Tre’s mom, Christina Thompson, cannot believe how much her son already learned this year in his full-day, free pre-school class in Oklahoma City. “Since he’s been in school his vocabulary has increased tremendously,” Thompson says. “The other day he came home and said, ‘You know what, mom? You are being ridiculous.'” Thompson chuckles. “And then he asked, ‘Do you know what ‘ridiculous means, mom?'” Tre knows the entire alphabet, his numbers to 100, and he’s starting to read. And letters and numbers aside, Thompson is most struck by how fast Tre is absorbing vocabulary and language.
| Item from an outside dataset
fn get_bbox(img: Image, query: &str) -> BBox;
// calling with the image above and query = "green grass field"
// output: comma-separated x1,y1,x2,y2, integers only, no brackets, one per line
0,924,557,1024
Of course, not all pre-school is created equal. High quality pre-schools have well-trained, well-educated teachers in the classroom (much like Tre Thompson’s teacher Mrs. Wallace, who uses play-based learning to teach both academics and social skills and can rattle off a battery of data on how well her students are progressing towards their year-end goals). Texas can also offer a model for educator development: its Texas School Ready! campaign has proven to increase the quality of participating pre-schools by providing early childhood teachers with coaching, professional development, research-based curriculum, and progress monitoring. States and districts should also integrate pre-school into the K-12 system, as Oklahoma does, so that children transition seamlessly into kindergarten.